Despite all these caveats I have a very strong sense that writing the runtime in Rust will go a long way to validate Rust in the domains it's aiming for: concurrent and systems programming. Even in the task scheduler, where there's quite a bit of unsafe code, the shared-nothing nature of unique types forces you to consciously break the type system to share memory, and that seems to go a long way to making parallel programming easier to reason about. The structure of this scheduler is very different from the old, reflecting the preferences of the Rust type system, and anecdotally at least it's been much easier to get working reliably. I hope to write more on this topic in the future.

Feature changes

For the most part the new runtime is a drop-in replacement. The new task scheduler though is structured much differently than the former, so a number of the previously-available scheduler options in std::task have been removed. For the most part this should go unnoticed, since a lot of those options were unused or unimplemented. The CurrentScheduler, DefaultScheduler, ExistingScheduler, ThreadPerTask and ManualThreads scheduler modes are gone. The only remaining mode is SingleThreaded, which is often used for putting blocking tasks into their own threads.

The big disruptive change is that the PlatformThread spawn mode is gone. This was a way to tell a new task to run on the actual main thread of the process, which is required for many windowing systems (generally all tasks run on other threads, leaving the main thread empty). It always felt like a bit of a hack, and required setting up an extra task scheduler just in case the process wanted to use it. The new runtime does not provide this capability by default, but there is a way to opt into putting a scheduler on the main thread.

Because the new runtime is written in Rust, it is available for arbitrary Rust code to call, so applications that want to use the main thread are now required to set up the runtime themselves by overriding the application entry point using #[start] (a lower-level entry point than the default main) and then starting the runtime with std::rt::start_on_main_thread. See the following test case for an example:

https://github.com/mozilla/rust/blob/master/src/test/run-pass/rt-start-main-thread.rs

As far as interfaces go, these start functions are a little ugly, passing around a bunch of unsafe pointers that shouldn't be touched, so this will probably be refined over time. For now though, this should get you by.

On the I/O side, most people by now have noticed that the extra::net, extra::timer, and related modules have disappeared. These mostly have replacements in std::rt::io, though as I mentioned before this code is not yet threadsafe. It will be soon though.

One other minor regression is that the debugging code for tracking dynamic borrows is currently broken. I suspect that this won't be missed since it appears to require a recompile of std anyway to turn on.

What's next?

I told you last time I wanted to get this merge done before July, so I'm about a month behind the schedule I set at the beginning of summer.

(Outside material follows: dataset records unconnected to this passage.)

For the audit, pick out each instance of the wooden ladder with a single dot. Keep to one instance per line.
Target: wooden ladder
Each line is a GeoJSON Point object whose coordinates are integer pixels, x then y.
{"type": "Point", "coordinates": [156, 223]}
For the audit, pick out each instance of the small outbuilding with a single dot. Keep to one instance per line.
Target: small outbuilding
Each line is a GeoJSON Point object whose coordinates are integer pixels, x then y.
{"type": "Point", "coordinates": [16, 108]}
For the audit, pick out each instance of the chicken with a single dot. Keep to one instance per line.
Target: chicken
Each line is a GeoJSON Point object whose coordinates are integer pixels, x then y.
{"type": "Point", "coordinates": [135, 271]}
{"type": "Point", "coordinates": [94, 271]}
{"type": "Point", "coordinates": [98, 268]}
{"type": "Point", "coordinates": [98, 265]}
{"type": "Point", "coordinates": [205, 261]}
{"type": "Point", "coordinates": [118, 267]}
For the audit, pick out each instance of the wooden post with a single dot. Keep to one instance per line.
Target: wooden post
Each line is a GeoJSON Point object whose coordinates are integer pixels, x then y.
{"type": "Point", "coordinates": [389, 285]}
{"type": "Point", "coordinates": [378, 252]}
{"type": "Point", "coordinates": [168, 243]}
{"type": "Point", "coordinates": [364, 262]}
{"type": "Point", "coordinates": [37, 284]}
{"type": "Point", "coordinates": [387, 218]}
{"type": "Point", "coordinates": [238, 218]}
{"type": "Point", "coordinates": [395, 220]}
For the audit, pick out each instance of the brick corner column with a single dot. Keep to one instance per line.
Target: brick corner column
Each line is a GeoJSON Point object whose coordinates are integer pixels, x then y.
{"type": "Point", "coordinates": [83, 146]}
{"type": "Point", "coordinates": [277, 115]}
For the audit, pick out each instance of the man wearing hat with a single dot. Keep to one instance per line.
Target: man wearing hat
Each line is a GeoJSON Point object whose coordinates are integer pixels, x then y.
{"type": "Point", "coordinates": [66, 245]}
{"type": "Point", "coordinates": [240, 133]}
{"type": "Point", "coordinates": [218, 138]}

In the immediate future I'll be working on a few things:

  • Removing the C++ runtime
  • Implementing a new HTTP client on top of rt::io, possibly using Chris Morgan's HTTP code, for use in Servo
  • Porting Servo to the latest Rust
  • Fixing any major problems that turn up as a result of this transition

Once these things are out of the way my next major task will be to replace uses of legacy std::io with std::rt::io, then once that's done to move std::rt::io to std::io. In the process I'll be implementing whatever features are missing to make that happen. Additionally Eric Reed is going to be spending a number of weeks here going full speed to implement I/O features and making sure it's fast, and Jeff Olson and others are also starting to ramp up on the new I/O system. The focus for the rest of the year will be on making sure that I/O is cleanly-designed, stable and fast.

I'm not sure when we'll be able to restore segmented stacks. I imagine it will take about a month of effort, so it's difficult to know where to prioritize that.

This progress owes a lot to three of our interns: Aaron Todd, Eric Reed and Ben Blum, who have been doing most of the feature work on the runtime this summer.